Most Tangail rivers remain dry for six months

Riverbeds being used for farming


Dried up bed of Jamuna River at Palshia in Bhuapur upazila of Tangail district is being used for paddy cultivation. Most of the rivers in the district show similar pictures during the dry season as silting and pollution are leading them to gradual death. Photo: STAR

Most of the rivers in Tangail district are heading towards virtual death as the riverbeds remain waterless for nearly half of the year.
While the country is observing World Water Day today farmers are using the dried up river beds for cultivating different crops including boro paddy, arranging irrigation by setting up shallow engine pumps there.
In some places there are some flow but it is so polluted that it cannot be used for any purposes including irrigation to crop fields.

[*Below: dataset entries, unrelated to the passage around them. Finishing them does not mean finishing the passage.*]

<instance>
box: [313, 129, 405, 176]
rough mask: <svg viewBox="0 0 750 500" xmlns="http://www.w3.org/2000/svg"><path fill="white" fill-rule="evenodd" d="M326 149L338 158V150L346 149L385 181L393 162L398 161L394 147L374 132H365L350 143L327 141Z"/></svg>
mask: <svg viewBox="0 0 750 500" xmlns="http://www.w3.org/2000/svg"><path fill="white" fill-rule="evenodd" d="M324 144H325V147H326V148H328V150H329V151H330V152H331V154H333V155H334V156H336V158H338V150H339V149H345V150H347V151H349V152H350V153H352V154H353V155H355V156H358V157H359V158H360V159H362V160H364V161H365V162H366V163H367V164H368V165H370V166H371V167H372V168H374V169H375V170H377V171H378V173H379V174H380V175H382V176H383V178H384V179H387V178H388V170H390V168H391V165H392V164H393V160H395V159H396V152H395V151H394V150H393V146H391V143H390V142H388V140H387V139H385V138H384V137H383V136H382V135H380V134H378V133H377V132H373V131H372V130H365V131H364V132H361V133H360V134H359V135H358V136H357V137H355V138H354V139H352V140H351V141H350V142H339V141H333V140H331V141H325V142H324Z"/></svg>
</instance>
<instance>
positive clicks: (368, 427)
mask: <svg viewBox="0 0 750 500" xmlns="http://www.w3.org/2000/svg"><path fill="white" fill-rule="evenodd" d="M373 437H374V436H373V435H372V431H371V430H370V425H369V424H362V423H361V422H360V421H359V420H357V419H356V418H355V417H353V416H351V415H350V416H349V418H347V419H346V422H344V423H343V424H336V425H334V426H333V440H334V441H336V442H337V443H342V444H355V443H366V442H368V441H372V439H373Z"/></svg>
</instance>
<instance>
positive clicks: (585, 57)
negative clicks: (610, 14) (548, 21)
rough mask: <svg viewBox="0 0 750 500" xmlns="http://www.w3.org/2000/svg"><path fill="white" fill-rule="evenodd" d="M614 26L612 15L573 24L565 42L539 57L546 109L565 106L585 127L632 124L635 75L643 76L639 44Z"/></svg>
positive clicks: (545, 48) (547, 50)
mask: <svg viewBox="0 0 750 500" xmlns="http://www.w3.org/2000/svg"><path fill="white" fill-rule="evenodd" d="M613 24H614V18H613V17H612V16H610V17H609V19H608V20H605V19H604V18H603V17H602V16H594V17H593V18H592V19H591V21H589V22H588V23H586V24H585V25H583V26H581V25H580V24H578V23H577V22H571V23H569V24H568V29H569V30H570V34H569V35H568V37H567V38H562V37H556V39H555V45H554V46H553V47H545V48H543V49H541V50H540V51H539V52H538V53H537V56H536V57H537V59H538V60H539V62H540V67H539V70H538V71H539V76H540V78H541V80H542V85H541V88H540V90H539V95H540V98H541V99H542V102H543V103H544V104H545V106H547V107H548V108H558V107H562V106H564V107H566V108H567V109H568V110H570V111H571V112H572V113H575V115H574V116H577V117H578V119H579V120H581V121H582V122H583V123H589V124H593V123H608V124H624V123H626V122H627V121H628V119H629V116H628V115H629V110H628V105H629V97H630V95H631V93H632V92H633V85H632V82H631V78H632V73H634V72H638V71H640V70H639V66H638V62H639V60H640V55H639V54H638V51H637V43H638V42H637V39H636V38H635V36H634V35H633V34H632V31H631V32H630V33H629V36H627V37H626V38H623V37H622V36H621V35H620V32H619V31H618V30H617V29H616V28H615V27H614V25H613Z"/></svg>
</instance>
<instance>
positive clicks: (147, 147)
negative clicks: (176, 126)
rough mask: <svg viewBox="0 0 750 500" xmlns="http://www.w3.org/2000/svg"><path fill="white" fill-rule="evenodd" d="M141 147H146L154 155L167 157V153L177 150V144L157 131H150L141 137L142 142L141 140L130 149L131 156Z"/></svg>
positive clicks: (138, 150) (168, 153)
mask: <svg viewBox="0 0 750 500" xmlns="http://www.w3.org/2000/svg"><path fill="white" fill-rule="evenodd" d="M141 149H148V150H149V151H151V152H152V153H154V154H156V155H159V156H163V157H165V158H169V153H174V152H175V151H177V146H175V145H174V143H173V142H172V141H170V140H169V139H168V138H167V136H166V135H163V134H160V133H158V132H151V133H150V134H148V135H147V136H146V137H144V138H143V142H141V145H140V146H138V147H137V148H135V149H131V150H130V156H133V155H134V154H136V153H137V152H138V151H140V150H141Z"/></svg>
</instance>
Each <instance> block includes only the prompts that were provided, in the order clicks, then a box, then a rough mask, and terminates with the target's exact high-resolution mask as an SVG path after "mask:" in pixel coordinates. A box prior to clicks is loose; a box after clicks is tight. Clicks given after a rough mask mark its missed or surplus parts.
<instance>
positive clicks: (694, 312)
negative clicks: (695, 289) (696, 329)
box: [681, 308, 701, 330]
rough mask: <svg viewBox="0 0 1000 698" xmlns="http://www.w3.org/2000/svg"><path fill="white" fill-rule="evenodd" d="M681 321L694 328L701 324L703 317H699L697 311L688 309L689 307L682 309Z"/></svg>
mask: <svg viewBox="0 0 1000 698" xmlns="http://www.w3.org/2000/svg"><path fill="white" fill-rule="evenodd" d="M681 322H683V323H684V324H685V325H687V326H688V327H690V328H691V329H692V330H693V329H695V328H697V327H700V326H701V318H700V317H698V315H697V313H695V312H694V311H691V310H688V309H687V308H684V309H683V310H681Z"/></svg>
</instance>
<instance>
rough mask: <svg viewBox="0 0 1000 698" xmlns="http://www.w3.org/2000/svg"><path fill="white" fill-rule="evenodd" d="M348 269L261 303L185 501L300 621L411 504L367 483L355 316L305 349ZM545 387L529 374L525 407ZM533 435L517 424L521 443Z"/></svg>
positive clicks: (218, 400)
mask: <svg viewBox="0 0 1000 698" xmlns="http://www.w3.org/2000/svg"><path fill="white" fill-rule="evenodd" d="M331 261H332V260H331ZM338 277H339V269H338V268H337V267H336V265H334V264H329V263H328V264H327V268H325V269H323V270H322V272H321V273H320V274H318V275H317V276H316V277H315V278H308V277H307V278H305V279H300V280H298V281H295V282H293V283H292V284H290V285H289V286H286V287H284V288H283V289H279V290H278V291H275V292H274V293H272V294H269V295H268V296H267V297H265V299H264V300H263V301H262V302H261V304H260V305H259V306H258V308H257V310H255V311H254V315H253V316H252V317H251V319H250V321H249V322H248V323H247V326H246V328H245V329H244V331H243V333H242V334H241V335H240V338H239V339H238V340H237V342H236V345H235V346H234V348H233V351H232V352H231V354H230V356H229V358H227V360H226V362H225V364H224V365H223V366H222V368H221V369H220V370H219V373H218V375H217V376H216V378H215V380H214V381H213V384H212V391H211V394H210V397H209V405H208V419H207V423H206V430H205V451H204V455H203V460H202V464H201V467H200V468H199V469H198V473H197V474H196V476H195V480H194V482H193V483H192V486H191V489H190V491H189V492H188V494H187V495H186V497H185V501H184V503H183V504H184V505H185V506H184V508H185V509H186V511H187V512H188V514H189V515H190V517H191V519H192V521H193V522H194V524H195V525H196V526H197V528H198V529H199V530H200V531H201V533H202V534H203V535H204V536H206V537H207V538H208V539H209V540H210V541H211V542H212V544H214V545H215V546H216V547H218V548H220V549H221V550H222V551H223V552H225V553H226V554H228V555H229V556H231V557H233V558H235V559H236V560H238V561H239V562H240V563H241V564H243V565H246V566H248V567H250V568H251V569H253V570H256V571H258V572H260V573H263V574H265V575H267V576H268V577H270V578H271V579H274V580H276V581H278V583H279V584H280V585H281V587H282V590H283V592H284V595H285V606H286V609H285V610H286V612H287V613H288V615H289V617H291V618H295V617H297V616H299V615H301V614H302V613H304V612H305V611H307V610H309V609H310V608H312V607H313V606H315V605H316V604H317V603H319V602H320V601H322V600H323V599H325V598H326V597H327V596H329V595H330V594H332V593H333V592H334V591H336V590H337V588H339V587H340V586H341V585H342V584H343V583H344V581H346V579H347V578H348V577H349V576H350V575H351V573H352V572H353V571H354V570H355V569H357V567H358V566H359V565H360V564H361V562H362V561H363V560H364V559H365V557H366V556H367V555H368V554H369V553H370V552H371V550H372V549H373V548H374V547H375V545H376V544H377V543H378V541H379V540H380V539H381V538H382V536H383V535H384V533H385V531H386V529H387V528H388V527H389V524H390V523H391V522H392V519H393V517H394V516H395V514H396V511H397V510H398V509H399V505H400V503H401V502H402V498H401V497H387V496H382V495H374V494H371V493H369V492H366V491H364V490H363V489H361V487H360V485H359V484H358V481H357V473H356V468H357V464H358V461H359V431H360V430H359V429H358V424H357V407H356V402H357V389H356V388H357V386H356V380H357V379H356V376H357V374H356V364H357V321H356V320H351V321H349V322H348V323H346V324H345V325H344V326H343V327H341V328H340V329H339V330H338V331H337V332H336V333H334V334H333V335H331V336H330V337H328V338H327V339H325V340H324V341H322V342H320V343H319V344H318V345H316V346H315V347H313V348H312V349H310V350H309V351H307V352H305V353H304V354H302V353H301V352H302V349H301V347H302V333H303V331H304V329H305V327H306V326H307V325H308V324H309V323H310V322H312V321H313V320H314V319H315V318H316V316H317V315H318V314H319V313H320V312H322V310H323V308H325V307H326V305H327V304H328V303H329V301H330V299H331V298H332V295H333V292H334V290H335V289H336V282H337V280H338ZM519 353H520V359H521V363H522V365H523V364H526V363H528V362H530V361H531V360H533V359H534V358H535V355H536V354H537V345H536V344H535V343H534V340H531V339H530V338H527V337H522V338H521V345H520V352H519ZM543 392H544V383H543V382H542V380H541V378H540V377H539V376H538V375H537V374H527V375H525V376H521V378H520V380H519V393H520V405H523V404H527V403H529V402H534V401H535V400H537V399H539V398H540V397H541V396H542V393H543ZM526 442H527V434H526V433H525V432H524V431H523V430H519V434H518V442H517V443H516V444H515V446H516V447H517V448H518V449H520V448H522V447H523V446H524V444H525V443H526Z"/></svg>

Vehicles including sand-laden ones are seen plying the dried up riverbeds.
The main rivers in Tangail district are Jamuna, Dhaleswari, Jhinai, Bonshai, Louhajang and Elengjani.

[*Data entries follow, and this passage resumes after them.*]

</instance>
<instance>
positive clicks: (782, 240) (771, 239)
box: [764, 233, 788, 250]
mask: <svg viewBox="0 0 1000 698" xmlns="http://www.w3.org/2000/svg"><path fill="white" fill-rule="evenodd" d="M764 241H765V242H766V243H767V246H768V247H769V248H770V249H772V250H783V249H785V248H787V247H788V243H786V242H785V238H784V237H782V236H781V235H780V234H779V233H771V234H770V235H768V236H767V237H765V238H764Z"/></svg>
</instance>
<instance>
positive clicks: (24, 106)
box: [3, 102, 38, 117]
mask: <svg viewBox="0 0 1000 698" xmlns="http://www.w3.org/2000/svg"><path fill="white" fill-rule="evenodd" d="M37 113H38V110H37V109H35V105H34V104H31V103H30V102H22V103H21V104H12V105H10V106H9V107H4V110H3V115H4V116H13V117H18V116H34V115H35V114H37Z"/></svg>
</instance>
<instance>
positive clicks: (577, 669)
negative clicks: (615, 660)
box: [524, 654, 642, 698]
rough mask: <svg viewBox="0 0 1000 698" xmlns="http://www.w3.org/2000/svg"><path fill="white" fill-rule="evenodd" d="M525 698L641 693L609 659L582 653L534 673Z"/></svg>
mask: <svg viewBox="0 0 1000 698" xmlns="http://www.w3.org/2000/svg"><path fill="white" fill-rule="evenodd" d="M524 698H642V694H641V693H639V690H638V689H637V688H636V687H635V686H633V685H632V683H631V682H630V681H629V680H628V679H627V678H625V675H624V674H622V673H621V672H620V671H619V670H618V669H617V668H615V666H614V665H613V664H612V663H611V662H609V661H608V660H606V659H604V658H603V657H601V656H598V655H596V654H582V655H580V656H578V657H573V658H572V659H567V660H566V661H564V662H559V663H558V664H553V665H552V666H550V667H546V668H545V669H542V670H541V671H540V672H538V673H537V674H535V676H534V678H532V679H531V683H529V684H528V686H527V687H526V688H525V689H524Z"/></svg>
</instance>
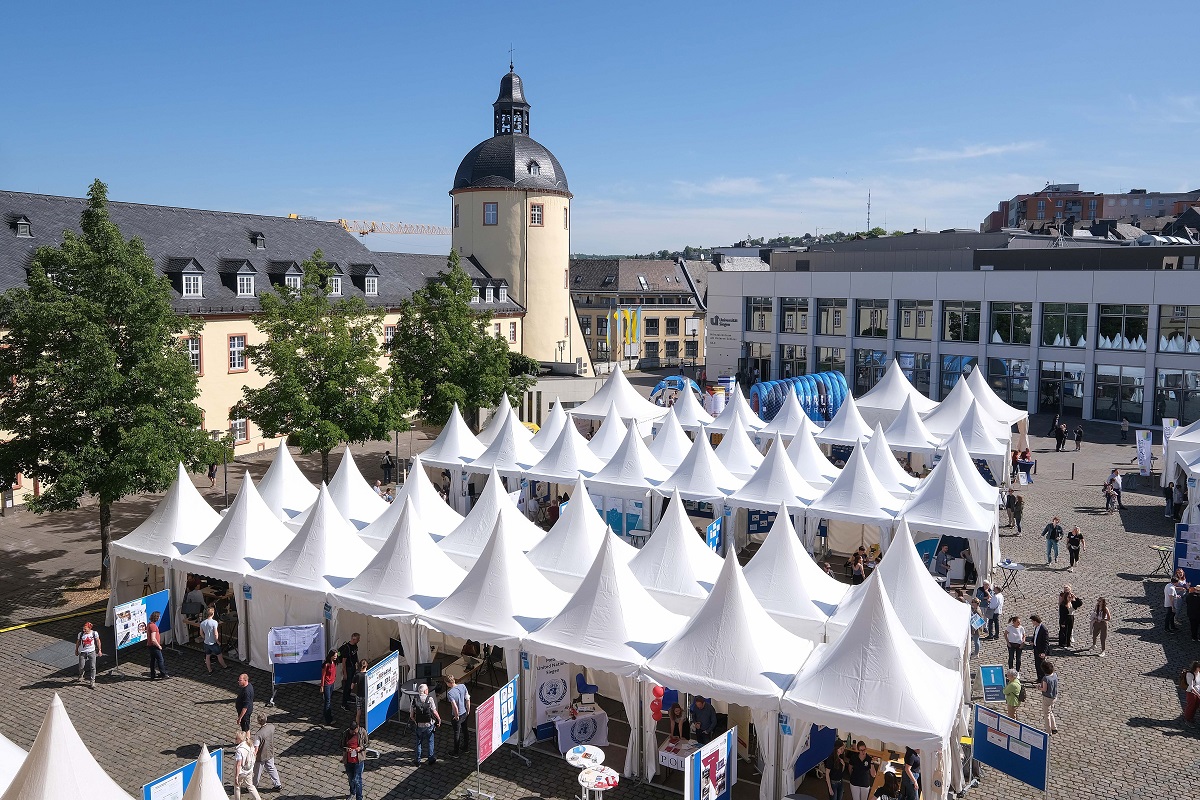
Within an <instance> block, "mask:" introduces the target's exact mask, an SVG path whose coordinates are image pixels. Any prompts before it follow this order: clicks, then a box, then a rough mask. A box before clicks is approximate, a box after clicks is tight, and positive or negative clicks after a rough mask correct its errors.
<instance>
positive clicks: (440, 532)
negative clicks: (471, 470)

The rivers were full of a variety of fishes while ships, launches, big merchant boats plied the rivers that had huge flow throughout the year only about three decades ago, said several senior citizens.
River ways were used as means of easy and cheap transportation of goods from and to the district, they said.
Big merchandizing boats laden with thousands of maunds of jute from different districts came to the ghats of different rivers in the district including Elasin ghat on the Dhaleswari River in Delduar upazila and Nolin ghat in Gopalpur upazila as many governmental and non-governmental jute purchase centres were set up there.
But all these are past stories and now only some small engine boats can ply the same rivers during the dry season. As only a little water is available during about half of the year, the river transportation system in the district is in a disorder.
Water expert engineer SI Khan, also a resident of Basail upazila in the district, told The Daily Star that the amount of water flow in Jamuna River has reduced a lot due to withdrawal of water from the upstream.
The situation affects other rivers in the district including the Dhaleswari that has also silted up and as a result, their water containing capacity has greatly reduced, he added.
Riverside fishermen and boatmen communities, who are mainly dependent on the rivers for their livelihood, are the direct victims of drying up of the rivers during the ongoing dry season.
The rivers now see very little fish resources as their sanctuaries have been destroyed.
"Although most of the rivers in Tangail district are dying no step is yet to be seen to save them. Besides losing navigability, the rivers are victims of mindless pollution and grabbing by influential quarters," said environmental activist Masum Ferdous in Tangail.